DIFFERENTIAL MOVEMENT OF DISCRETE CRUSTAL BLOCKS DURING NEOGENE UPLIFT OF THE SOUTHERN APPALACHIAN BLUE RIDGE PROVINCE
HILL, Jesse S., Department of Geological Sciences, University of North Carolina at Chapel Hill, Mitchell Hall, Campus Box 3315, Chapel Hill, NC 27599 and STEWART, Kevin G., Department of Geological Sciences, Univ of North Carolina, 122 Mitchell Hall, CB 3315, Chapel Hill, NC 27599-3315, email@example.com
The difference in elevation between the Blue Ridge province of western North Carolina and the adjacent Valley-and-Ridge and Piedmont provinces is commonly greater than 1000 meters. There is a growing body of evidence supporting the idea that this elevation difference is at least in part due to Neogene uplift of the Blue Ridge. Gently folded Oligocene rocks underlying undeformed Miocene strata near the southern extent of the Blue Ridge in Georgia and Alabama (Dennison and Stewart, 2001) and transient knickpoints of the Cullasaja River basin of southwestern North Carolina (Gallen et. al, 2013) suggest a Neogene-aged uplift event in the southern Appalachians. In Pennsylvania, knickpoints along the Susquehanna River are upstream of zones with high erosion rates and downstream of zones with low erosion rates, based on 10Be exposure ages (Miller et al., 2013). Depositional records along the US Atlantic coast (Poag and Sevon, 1989; Pazzaglia and Brandon, 1996) and the Gulf of Mexico (Galloway et al., 2011) contain four pulses of increased sedimentation in the Appalachians since the Triassic, with the last pulse occurring ~20 Ma. Gallen et. al. (2013) suggested that the Miocene uplift that affected western North Carolina was epirogenic and consistent across the region. If this is the case, the knickpoints found in the Cullasaja should exist in at similar elevations along the length of streams everywhere in region. Longitudinal profiles extracted from dozens of stream networks throughout the Blue Ridge suggest that this is not the case.
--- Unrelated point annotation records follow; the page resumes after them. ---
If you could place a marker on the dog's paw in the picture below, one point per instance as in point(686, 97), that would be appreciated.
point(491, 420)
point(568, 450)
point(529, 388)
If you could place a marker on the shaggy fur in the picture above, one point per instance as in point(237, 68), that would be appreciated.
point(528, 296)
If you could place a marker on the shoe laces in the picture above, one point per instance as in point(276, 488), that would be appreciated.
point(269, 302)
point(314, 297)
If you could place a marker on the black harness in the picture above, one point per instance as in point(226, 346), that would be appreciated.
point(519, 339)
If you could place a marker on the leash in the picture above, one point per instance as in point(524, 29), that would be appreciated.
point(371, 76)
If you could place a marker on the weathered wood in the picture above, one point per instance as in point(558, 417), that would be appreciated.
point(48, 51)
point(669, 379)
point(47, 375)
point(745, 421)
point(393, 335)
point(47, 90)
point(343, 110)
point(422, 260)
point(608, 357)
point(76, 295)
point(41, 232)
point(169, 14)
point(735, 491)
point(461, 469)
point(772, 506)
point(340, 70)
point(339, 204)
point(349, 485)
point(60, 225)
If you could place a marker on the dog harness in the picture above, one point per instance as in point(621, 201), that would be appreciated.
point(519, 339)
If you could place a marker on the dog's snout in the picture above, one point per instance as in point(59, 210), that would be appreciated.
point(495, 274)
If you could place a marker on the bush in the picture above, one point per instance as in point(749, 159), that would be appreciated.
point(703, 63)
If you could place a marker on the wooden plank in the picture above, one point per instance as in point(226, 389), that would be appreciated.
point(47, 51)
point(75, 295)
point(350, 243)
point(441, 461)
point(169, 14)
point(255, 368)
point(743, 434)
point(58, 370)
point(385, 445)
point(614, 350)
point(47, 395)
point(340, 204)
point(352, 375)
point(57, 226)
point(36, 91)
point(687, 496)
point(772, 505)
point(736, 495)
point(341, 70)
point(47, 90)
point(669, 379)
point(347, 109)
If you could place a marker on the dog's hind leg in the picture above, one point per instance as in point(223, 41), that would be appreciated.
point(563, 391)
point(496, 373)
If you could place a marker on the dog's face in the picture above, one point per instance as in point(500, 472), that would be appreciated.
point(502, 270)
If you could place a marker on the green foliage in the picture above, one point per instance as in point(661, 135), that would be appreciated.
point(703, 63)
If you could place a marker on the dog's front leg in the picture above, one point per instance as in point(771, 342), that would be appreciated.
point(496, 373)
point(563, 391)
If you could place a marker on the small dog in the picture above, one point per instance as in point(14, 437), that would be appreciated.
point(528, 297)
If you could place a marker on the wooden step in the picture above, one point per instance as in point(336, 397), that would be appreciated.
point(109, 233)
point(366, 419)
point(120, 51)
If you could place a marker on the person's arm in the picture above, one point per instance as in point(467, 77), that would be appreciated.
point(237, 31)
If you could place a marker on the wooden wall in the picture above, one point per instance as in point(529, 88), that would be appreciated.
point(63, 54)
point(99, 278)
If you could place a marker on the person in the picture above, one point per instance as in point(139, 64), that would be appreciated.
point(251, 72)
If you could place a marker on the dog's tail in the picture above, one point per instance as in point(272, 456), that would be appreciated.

Distinct topographic styles and stream profile geometries are used as proxies for the relative timing of uplift of distinct zones of the Blue Ridge province of western North Carolina. A discretized slope map highlights areas with low elevation and low slope (these are commonly valleys and topographic lineaments), high elevation and low slope (possible pre-Miocene landscape), and high elevation and high slope (possible post-Miocene landscape). This type of map shows distinct zones of terrain, some of which are bounded by topographic lineaments. Varying degrees of disequilibrium along streams in the Blue Ridge of western North Carolina suggest that the topography was rejuvenated by motion of discrete crustal blocks rather than as broad, coherent uplift.